BURIEN, Wash. — Burien’s homeless issue continues with the City clearing an encampment from Dottie Harper Park. It’s the third time the campers were moved, the second was last week. 

The campers were first at Burien City Hall but moved a few months ago. An encampment then formed on a lot at 6th Avenue and 152nd Street but an animal hospital, Burien Cares, leased the land from the city and cleared it. That happened Thursday. 

The people then moved to a small lot next to a playground at Dottie Harper Park. Then police posted signs that said campers need to vacate by 12 p.m. June 6. Burien’s Mayor, Sofia Aragon said without a major resource, there’s not a lot the city can do right now.

“Emergency housing is a concept that is really needed but it’s just not available,” said Mayor Aragon.

The lack of emergency housing has forced Daniel Hartz, and the rest of the encampment to move for the third time.

“[We’re] stressed out a little bit but we expected it to come through, so we were kind of ready. But we don’t really know where we’re going yet though,” said Hartz.

He talked with KIRO 7 before he moved from the bigger encampment on 6th Avenue and 152nd Street.

Since Dottie Harper Park is a park, police watched the breakdown.

“The cops came and put the notices up so I don’t know if it’s the city or the parks people cause supposedly this area wasn’t supposed to be part of the park but they’re saying it is now but I’m not sure,” said Hartz.

A Burien City Council member told the campers, the section they were in wasn’t park property, but the City said she was wrong.

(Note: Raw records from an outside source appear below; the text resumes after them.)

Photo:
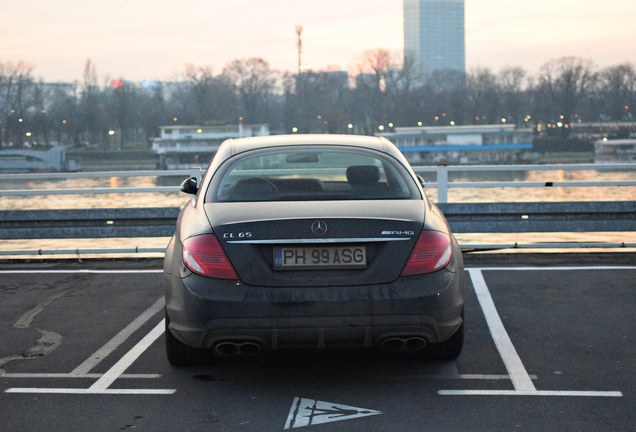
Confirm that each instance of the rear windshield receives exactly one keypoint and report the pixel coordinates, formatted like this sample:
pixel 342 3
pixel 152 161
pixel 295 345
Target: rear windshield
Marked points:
pixel 301 174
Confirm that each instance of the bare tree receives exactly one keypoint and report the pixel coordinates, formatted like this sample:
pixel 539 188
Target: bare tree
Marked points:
pixel 566 82
pixel 15 82
pixel 211 97
pixel 617 88
pixel 255 82
pixel 514 85
pixel 484 95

REACH social worker, Stephanie Tidholm was at Thursday’s and Tuesday’s encampment clearings and said nothing has changed in those few days.

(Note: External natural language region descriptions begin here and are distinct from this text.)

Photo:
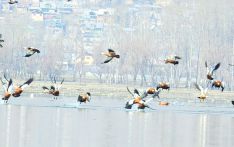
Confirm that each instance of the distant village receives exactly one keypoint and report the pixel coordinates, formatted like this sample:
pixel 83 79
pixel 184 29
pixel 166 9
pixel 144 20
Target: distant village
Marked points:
pixel 92 21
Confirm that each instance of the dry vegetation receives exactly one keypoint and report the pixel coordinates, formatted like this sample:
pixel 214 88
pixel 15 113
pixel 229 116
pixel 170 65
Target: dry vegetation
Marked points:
pixel 196 30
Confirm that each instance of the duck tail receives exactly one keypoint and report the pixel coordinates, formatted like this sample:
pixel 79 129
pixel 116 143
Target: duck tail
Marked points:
pixel 117 56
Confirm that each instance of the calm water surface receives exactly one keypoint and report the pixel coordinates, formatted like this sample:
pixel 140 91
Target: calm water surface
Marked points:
pixel 92 125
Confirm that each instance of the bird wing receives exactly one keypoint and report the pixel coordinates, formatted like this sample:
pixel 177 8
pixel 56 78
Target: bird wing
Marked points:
pixel 177 57
pixel 108 59
pixel 148 100
pixel 136 93
pixel 157 93
pixel 4 85
pixel 207 68
pixel 26 84
pixel 60 85
pixel 130 92
pixel 198 87
pixel 111 51
pixel 10 87
pixel 215 68
pixel 36 50
pixel 205 91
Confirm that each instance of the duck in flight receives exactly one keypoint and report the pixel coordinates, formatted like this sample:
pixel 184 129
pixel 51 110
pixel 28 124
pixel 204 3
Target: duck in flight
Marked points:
pixel 8 89
pixel 203 92
pixel 84 98
pixel 1 40
pixel 31 51
pixel 173 59
pixel 163 85
pixel 218 84
pixel 19 89
pixel 11 2
pixel 153 91
pixel 138 100
pixel 110 54
pixel 54 89
pixel 211 70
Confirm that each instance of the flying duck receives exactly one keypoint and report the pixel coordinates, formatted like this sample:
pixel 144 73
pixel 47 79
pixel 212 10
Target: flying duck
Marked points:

“We still don’t have any beds, we don’t have any resources, we don’t have any spots that’s been allotted by the city,” said Tidholm. “It’s incredibly frustrating, it’s frustrating and it just feels very redundant.”

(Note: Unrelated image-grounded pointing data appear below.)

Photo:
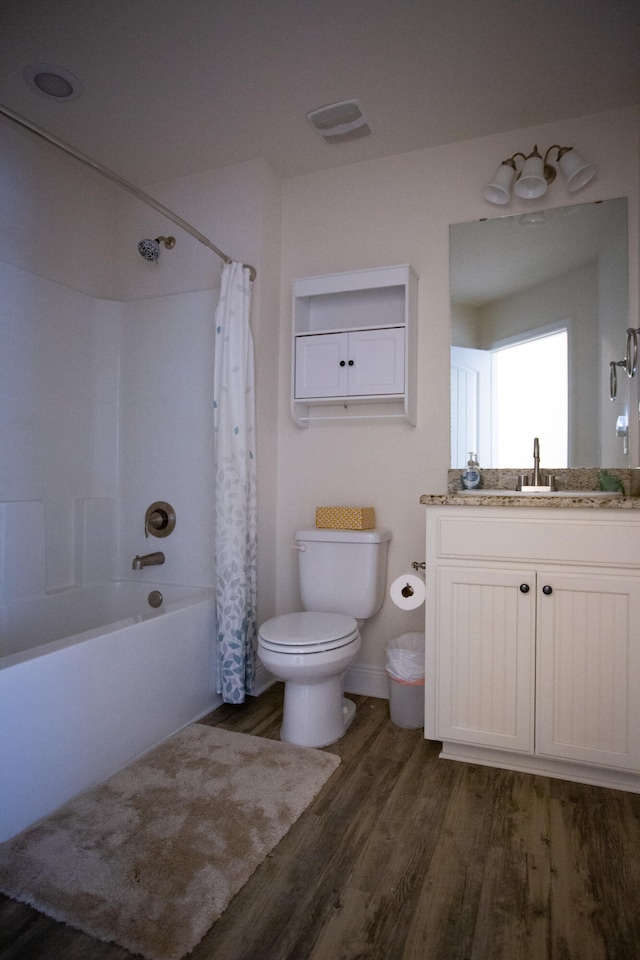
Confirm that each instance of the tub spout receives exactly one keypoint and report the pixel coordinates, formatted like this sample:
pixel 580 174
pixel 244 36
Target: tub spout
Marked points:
pixel 148 560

Mayor Aragon said she feels frustrated too. She also said while there’s no answer today, they are working on some solutions. But those solutions are still a few years out.

“Last night we talked about there might be some parcels of land that are close that there may be a shelter developed. There’s a local church that might be willing to look at converting and expanding their space to accommodate a shelter but we just need to hear what those plans are,” said Mayor Aragon.

Mayor Aragon also said the city has approved four models but those projects are years away as well. The city council member who told the campers to go to Dottie Harper also told KIRO 7 she plans to ask the council to accept $1 million from the county to move forward with using a city-owned lot for an encampment. The city also said the no camping ordinance requires people to tear down their tents, but they’re still allowed to be in the park until it closes.